Une photo, une tranche de vie.

Une photo de mon fils à 6 ans, dans notre salon. Avec un grand sourire, il a autour du cou sa médaille sur laquelle est inscrit « persévérance ». À première vue, cette photo peut sembler magnifique, mais elle est la plus triste de mes photos. Pour moi, c’est le symbole de notre changement de vie. Sur cette photo, mon fils est diagnostiqué, depuis quelque temps déjà, TDAH, trouble déficitaire de l’attention avec hyperactivité. Pour avoir sa médaille de la persévérance, il doit prendre une médication qui le rend malade, qui étouffe sa créativité, qui lui donne une multitude de tics nerveux au point où il se gratte au sang sous le nez. On peut l’observer sur la photo, mais seulement quand on regarde de plus près. Sur cette image, il en est déjà à sa 5e sorte de médication. Chaque fois, quand je regarde cette image de mon fils avec un grand sourire qui cache une grande tristesse, je souffre... Je souffre d'avoir écouté tous les « spécialistes » et non mon cœur de maman. Je me souviens de tous ces épisodes de folie que les différentes médications lui ont apportés et j'ai mal à mon ignorance de l’époque.

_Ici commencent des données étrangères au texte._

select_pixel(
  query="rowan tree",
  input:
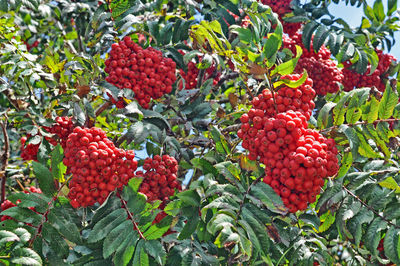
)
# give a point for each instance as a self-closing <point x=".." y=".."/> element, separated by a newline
<point x="138" y="132"/>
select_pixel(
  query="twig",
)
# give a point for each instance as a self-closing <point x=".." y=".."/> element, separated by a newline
<point x="200" y="77"/>
<point x="103" y="107"/>
<point x="231" y="128"/>
<point x="369" y="207"/>
<point x="227" y="77"/>
<point x="361" y="123"/>
<point x="4" y="159"/>
<point x="245" y="195"/>
<point x="44" y="217"/>
<point x="130" y="216"/>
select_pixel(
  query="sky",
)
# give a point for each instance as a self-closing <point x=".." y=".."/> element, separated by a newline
<point x="352" y="15"/>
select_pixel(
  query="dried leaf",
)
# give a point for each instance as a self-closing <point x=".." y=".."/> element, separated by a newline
<point x="220" y="112"/>
<point x="233" y="99"/>
<point x="82" y="90"/>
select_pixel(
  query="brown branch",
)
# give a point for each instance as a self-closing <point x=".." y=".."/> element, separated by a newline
<point x="103" y="107"/>
<point x="369" y="207"/>
<point x="44" y="217"/>
<point x="231" y="128"/>
<point x="361" y="123"/>
<point x="226" y="78"/>
<point x="245" y="195"/>
<point x="130" y="216"/>
<point x="4" y="160"/>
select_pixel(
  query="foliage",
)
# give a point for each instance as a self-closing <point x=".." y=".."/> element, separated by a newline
<point x="225" y="214"/>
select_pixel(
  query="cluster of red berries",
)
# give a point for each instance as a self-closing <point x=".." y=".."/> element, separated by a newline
<point x="96" y="165"/>
<point x="296" y="159"/>
<point x="352" y="79"/>
<point x="296" y="99"/>
<point x="298" y="177"/>
<point x="159" y="180"/>
<point x="322" y="70"/>
<point x="61" y="129"/>
<point x="190" y="76"/>
<point x="28" y="152"/>
<point x="145" y="71"/>
<point x="119" y="103"/>
<point x="8" y="204"/>
<point x="34" y="44"/>
<point x="282" y="8"/>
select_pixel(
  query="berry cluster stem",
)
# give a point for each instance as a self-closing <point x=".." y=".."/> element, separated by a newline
<point x="245" y="195"/>
<point x="4" y="159"/>
<point x="369" y="207"/>
<point x="361" y="123"/>
<point x="103" y="107"/>
<point x="131" y="217"/>
<point x="44" y="217"/>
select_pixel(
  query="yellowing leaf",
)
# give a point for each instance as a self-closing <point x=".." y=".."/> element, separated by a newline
<point x="390" y="183"/>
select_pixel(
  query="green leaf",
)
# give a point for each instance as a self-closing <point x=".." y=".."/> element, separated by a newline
<point x="137" y="132"/>
<point x="324" y="114"/>
<point x="308" y="33"/>
<point x="378" y="10"/>
<point x="23" y="234"/>
<point x="79" y="114"/>
<point x="4" y="5"/>
<point x="369" y="12"/>
<point x="288" y="66"/>
<point x="55" y="241"/>
<point x="362" y="63"/>
<point x="45" y="178"/>
<point x="392" y="7"/>
<point x="352" y="136"/>
<point x="26" y="256"/>
<point x="189" y="197"/>
<point x="327" y="219"/>
<point x="372" y="236"/>
<point x="346" y="52"/>
<point x="373" y="111"/>
<point x="320" y="36"/>
<point x="155" y="249"/>
<point x="116" y="239"/>
<point x="245" y="34"/>
<point x="365" y="149"/>
<point x="58" y="169"/>
<point x="158" y="230"/>
<point x="268" y="197"/>
<point x="61" y="220"/>
<point x="272" y="45"/>
<point x="347" y="161"/>
<point x="353" y="115"/>
<point x="6" y="236"/>
<point x="355" y="223"/>
<point x="292" y="83"/>
<point x="390" y="183"/>
<point x="387" y="103"/>
<point x="190" y="227"/>
<point x="133" y="109"/>
<point x="218" y="222"/>
<point x="391" y="245"/>
<point x="23" y="215"/>
<point x="106" y="225"/>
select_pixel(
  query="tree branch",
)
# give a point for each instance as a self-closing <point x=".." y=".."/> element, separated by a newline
<point x="245" y="195"/>
<point x="136" y="227"/>
<point x="361" y="123"/>
<point x="4" y="159"/>
<point x="231" y="128"/>
<point x="369" y="207"/>
<point x="102" y="108"/>
<point x="44" y="217"/>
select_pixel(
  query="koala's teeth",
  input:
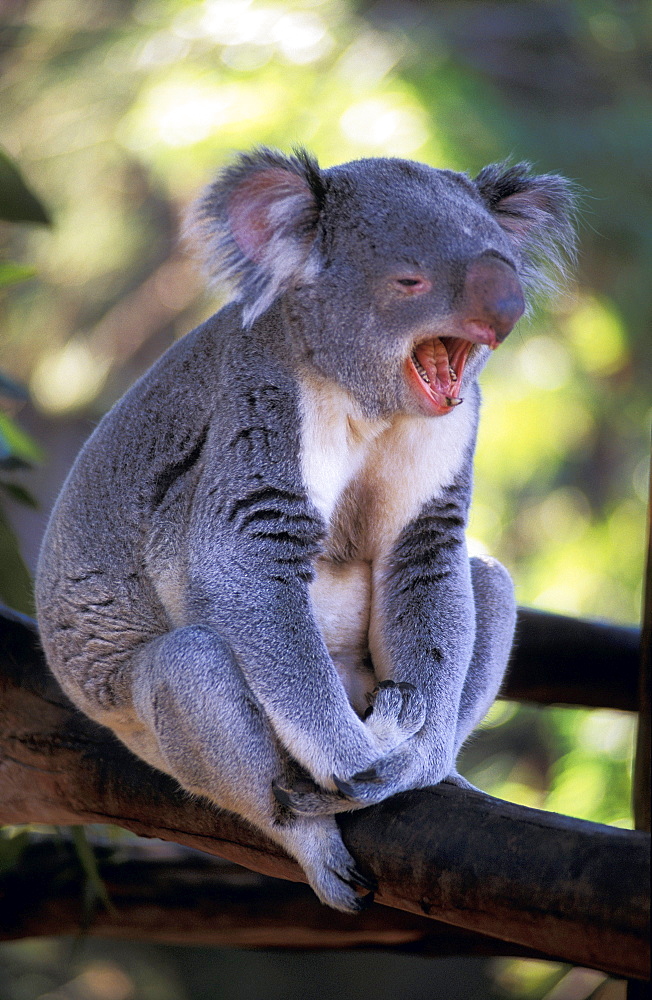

Quelques mois plus tard, c’est la dernière rencontre avec les sept spécialistes d'un centre d'évaluation en pédopsychiatrie. Ils nous donnent les dernières informations pour notre fils. Je me souviens, j’étais seule dans le local avec tous les « psys » et la professeure de mon fils. Mon conjoint, qui manquait le travail deux fois par semaine, était à la maison avec ma plus jeune. La prochaine médication était le Risperdal. Pour résumer, les spécialistes m’avaient expliqué qu’il avait trop d’idées en même temps et que cette médication allait l’aider à en avoir moins. Ils disaient « un trouble de l’idée », au-delà d’un simple TDAH. Cette médication impliquait des prises de sang chaque semaine et un suivi rapproché avec le psychiatre. Mon cœur s’est serré, ma gorge s’est nouée et, soudain, j’étais seule dans mes pensées comme si une bulle de verre fumé m’entourait. J’ai revu tous les moments où mon fils était malade à cause des médications que nous avions testées. Le moment où il est tombé dans la neige, mais qu’il est resté là, mollement, fixant le vide, ou cet autre moment où nous étions dans un parc et qu’il m'a demandé où étaient les canards. Ils étaient juste là, devant lui… Ou les fois où il se réveillait dans la nuit et qu'il parlait fort assis au milieu de son lit dans une posture inhabituelle. Quand je racontais les symptômes de la médication à son médecin, il me répondait qu’il était sûrement comme ça avant et que la médication ne pouvait pas avoir un effet aussi néfaste sur lui. Je me souviens m’être demandée comment j’allais me sortir de là. J’ai terminé la rencontre et j’ai quitté la salle avec un « Merci beaucoup, je vais en parler avec mon conjoint. » Je suis restée le plus calme possible et j’ai caché ma détresse.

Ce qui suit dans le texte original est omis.